The National Unity Government (NUG) of Myanmar should appoint an ethnic Rohingya representative to help it implement and expand upon its new policy on the rights of Rohingya people, human rights NGO Fortify Rights has said.
The NUG has issued a new 'Policy Position on the Rohingya in Rakhine State', acknowledging the rights of the Rohingya and the atrocities they faced in Myanmar.
The statement represents a monumental shift from the persecution of the Rohingya by the military junta as well as previous governments, which routinely denied their existence as well as evidence of mass atrocity crimes they suffered, according to Fortify Rights.
“This is an important moment for the Rohingya people and Myanmar as a whole,” said Matthew Smith, Chief Executive Officer of Fortify Rights, on Thursday.
“This new policy establishes a foundation for the future realisation of Rohingya rights in Myanmar, and for a more unified path to democracy.”
The statement commits the NUG to ensuring justice and accountability for crimes against the Rohingya in Myanmar.
“We will actively seek justice and accountability for all crimes committed by the military against the Rohingya and all other people of Myanmar throughout our history,” the statement read.
“We intend, if necessary, to initiate processes to grant (the) International Criminal Court jurisdiction over crimes committed within Myanmar against the Rohingya and other communities.”
The NUG is committed to "abolishing" the National Verification Card process, which is coercive and requires the Rohingya to identify as foreigners.
The NUG has further committed to ensuring citizenship rights based “on birth in Myanmar or birth anywhere as a child of Myanmar citizens", which would effectively restore or grant full citizenship rights of all Rohingya people and others.
The NUG has also affirmed its commitment to “voluntary, safe, and dignified repatriation” of Rohingya refugees to Rakhine State.
The NUG cabinet currently does not include any Rohingya representatives. Established on April 16 by elected legislators and others ousted in the February 1 military coup d’état, the NUG has 26 ministers and four executives, including State Counsellor Aung San Suu Kyi and President Win Myint, who both remain imprisoned by the junta.

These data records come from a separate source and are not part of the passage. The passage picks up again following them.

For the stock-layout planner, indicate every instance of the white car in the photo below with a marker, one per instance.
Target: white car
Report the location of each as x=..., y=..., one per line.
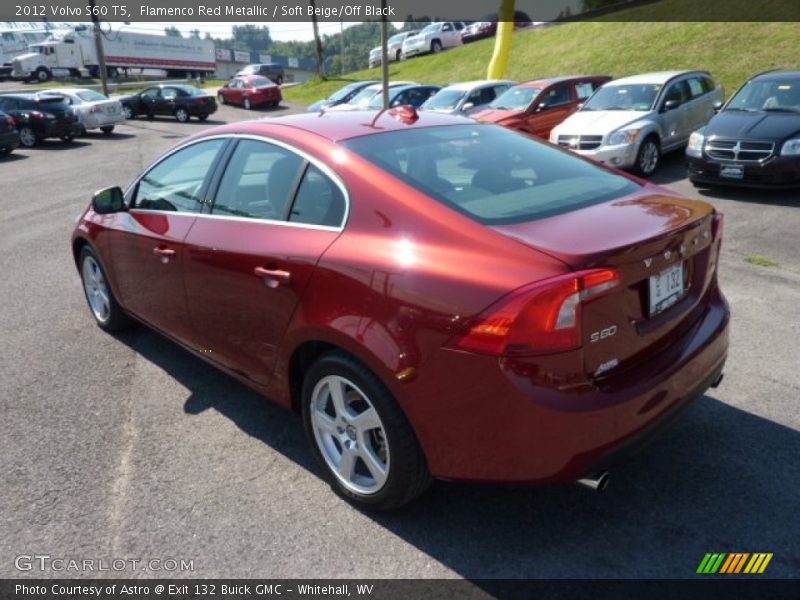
x=361, y=100
x=467, y=97
x=394, y=48
x=434, y=38
x=94, y=111
x=629, y=123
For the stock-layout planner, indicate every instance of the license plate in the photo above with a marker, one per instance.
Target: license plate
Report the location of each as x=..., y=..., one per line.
x=666, y=288
x=731, y=171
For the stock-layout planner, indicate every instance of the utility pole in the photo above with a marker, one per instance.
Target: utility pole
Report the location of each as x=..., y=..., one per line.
x=385, y=55
x=98, y=44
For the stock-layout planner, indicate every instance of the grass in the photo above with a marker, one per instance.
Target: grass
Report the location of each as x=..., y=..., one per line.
x=731, y=51
x=761, y=261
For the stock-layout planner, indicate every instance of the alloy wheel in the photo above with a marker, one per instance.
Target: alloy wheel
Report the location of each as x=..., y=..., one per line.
x=350, y=435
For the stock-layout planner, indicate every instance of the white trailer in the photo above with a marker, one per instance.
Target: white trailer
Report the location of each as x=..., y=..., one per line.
x=14, y=42
x=74, y=52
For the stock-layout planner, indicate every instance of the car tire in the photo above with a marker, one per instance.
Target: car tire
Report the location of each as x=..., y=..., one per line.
x=105, y=309
x=384, y=466
x=648, y=156
x=28, y=137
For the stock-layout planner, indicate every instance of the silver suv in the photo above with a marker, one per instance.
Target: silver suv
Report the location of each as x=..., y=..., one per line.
x=629, y=123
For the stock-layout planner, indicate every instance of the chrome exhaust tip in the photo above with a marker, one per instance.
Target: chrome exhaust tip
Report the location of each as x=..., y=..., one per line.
x=596, y=482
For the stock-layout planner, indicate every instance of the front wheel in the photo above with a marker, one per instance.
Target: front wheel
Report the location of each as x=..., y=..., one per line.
x=360, y=436
x=105, y=309
x=182, y=115
x=648, y=156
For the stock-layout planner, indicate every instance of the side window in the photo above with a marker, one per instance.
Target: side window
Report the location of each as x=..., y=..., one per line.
x=258, y=181
x=176, y=183
x=696, y=87
x=584, y=89
x=557, y=96
x=678, y=91
x=319, y=201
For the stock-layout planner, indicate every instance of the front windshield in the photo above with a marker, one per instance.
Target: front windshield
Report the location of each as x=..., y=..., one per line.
x=444, y=100
x=526, y=179
x=773, y=95
x=516, y=98
x=638, y=97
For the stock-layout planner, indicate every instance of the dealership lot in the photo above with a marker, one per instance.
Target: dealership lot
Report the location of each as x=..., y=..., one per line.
x=129, y=447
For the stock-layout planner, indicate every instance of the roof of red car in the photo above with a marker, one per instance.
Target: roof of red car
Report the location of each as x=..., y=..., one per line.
x=343, y=125
x=554, y=80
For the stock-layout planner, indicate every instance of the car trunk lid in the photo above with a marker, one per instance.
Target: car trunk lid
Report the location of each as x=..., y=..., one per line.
x=656, y=243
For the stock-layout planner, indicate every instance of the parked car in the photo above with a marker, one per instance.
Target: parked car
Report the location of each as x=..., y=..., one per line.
x=94, y=110
x=181, y=101
x=467, y=97
x=250, y=91
x=394, y=48
x=630, y=122
x=433, y=38
x=535, y=107
x=488, y=27
x=755, y=139
x=436, y=297
x=410, y=95
x=39, y=116
x=272, y=71
x=9, y=135
x=341, y=96
x=362, y=99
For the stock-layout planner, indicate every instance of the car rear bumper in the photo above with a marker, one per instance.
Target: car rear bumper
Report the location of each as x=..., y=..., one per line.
x=782, y=171
x=9, y=139
x=526, y=421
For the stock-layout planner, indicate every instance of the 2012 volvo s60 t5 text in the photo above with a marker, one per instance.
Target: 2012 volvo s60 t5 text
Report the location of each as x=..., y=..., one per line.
x=437, y=297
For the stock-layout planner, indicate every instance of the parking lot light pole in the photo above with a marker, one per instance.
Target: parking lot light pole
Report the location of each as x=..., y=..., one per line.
x=98, y=43
x=385, y=56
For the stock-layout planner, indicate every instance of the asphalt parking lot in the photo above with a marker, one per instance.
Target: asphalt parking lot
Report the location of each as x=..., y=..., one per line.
x=129, y=447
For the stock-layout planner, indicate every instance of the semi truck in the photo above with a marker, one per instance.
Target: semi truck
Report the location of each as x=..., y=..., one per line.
x=73, y=52
x=14, y=42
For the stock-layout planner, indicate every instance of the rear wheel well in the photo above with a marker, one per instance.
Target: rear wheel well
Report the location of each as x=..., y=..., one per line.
x=302, y=358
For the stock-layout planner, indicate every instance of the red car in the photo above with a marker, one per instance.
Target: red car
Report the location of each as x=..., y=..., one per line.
x=428, y=312
x=535, y=107
x=250, y=91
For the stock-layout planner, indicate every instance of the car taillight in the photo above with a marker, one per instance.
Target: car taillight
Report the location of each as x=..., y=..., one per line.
x=539, y=318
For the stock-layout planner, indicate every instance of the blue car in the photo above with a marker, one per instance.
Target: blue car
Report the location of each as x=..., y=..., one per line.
x=340, y=96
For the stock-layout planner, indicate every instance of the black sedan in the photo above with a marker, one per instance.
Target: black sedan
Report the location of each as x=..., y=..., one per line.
x=40, y=116
x=181, y=101
x=9, y=136
x=755, y=139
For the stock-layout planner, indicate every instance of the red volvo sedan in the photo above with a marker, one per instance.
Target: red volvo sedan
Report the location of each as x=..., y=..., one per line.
x=428, y=312
x=250, y=91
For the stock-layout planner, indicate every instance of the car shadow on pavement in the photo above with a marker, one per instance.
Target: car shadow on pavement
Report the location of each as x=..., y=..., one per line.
x=721, y=480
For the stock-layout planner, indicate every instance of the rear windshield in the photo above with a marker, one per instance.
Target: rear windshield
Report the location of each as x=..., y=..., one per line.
x=525, y=180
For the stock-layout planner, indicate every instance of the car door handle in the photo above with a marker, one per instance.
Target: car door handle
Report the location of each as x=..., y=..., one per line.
x=276, y=274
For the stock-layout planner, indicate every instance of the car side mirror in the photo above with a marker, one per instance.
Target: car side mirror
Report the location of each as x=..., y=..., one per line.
x=671, y=105
x=108, y=200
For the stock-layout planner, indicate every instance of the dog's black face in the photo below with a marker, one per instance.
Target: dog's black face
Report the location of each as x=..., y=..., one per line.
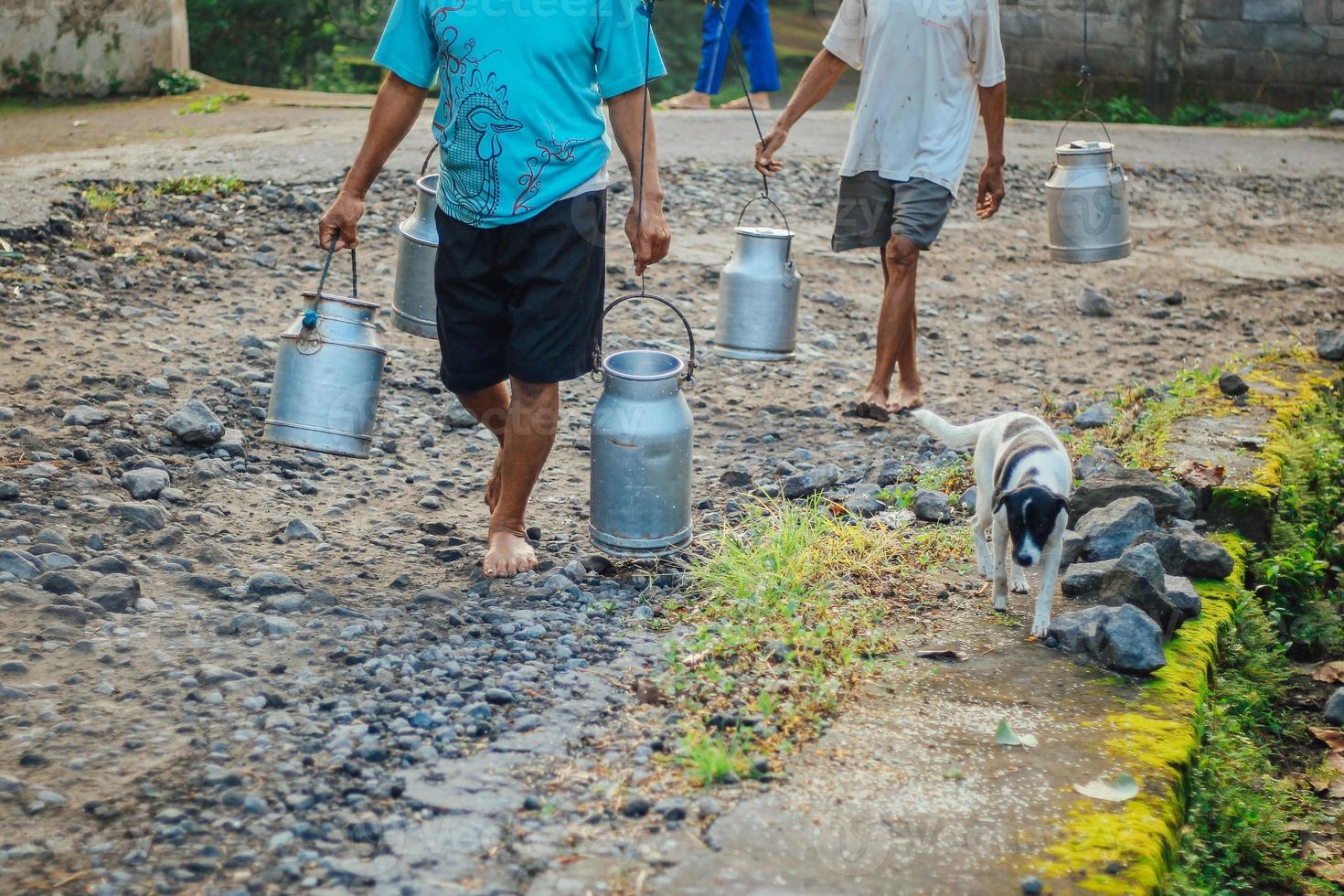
x=1032, y=512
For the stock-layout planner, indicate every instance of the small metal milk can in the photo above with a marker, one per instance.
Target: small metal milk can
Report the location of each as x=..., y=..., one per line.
x=758, y=294
x=1086, y=200
x=640, y=481
x=328, y=374
x=414, y=305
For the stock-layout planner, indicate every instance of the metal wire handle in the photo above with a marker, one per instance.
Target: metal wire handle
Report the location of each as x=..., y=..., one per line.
x=689, y=335
x=1070, y=120
x=746, y=91
x=428, y=156
x=354, y=271
x=780, y=211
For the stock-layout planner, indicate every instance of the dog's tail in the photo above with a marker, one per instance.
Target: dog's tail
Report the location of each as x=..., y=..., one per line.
x=946, y=432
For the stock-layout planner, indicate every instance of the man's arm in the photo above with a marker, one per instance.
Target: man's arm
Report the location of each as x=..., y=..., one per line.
x=649, y=238
x=817, y=80
x=994, y=103
x=394, y=114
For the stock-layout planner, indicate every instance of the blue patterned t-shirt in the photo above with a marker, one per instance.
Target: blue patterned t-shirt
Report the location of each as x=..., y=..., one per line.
x=519, y=119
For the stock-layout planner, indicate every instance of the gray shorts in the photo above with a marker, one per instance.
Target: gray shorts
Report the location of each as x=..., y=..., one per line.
x=871, y=209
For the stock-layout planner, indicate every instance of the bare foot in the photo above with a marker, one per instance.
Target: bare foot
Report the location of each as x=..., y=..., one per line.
x=492, y=486
x=874, y=404
x=907, y=400
x=758, y=102
x=508, y=554
x=689, y=100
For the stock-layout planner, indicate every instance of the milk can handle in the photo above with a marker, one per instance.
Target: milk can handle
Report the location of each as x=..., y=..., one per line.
x=597, y=351
x=428, y=156
x=785, y=218
x=354, y=271
x=1072, y=117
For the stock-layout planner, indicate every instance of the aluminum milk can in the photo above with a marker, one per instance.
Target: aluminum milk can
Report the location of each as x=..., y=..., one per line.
x=414, y=305
x=328, y=375
x=1086, y=203
x=640, y=478
x=758, y=294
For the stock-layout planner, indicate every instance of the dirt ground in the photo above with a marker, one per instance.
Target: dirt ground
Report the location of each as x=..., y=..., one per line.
x=269, y=712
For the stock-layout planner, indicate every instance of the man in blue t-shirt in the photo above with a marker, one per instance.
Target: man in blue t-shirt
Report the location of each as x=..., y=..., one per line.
x=522, y=205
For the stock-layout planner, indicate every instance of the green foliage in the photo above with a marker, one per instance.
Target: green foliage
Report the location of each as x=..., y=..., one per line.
x=105, y=199
x=1298, y=574
x=25, y=76
x=197, y=185
x=176, y=82
x=262, y=42
x=1243, y=818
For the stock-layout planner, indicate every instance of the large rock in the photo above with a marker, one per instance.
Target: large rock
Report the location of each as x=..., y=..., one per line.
x=1121, y=638
x=1097, y=415
x=145, y=483
x=195, y=425
x=1335, y=709
x=1106, y=486
x=1140, y=581
x=1329, y=344
x=136, y=517
x=86, y=415
x=1109, y=529
x=1183, y=595
x=1083, y=579
x=116, y=592
x=811, y=481
x=932, y=507
x=1093, y=304
x=17, y=564
x=1204, y=559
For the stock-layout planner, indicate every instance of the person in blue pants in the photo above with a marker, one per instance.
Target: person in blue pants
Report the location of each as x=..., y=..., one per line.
x=750, y=19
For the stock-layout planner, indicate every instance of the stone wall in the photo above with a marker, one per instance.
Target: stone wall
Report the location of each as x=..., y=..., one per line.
x=1285, y=53
x=89, y=48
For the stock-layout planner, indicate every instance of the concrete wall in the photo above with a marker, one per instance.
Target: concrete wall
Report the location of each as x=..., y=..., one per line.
x=1285, y=53
x=89, y=48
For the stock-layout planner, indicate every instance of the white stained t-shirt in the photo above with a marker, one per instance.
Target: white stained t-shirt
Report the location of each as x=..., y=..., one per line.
x=921, y=62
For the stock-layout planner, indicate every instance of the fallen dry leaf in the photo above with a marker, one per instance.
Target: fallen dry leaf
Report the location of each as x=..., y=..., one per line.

“The NUG should appoint a Rohingya envoy to liaise with Rohingya people and to ensure Rohingya concerns are adequately represented and addressed by the cabinet,” said Matthew Smith. “This new policy is a positive first step in that direction.
In addition to appointing a Rohingya representative, the NUG should continue to prioritise meaningful consultation with Rohingya people globally, including Rohingya women, said Fortify Rights.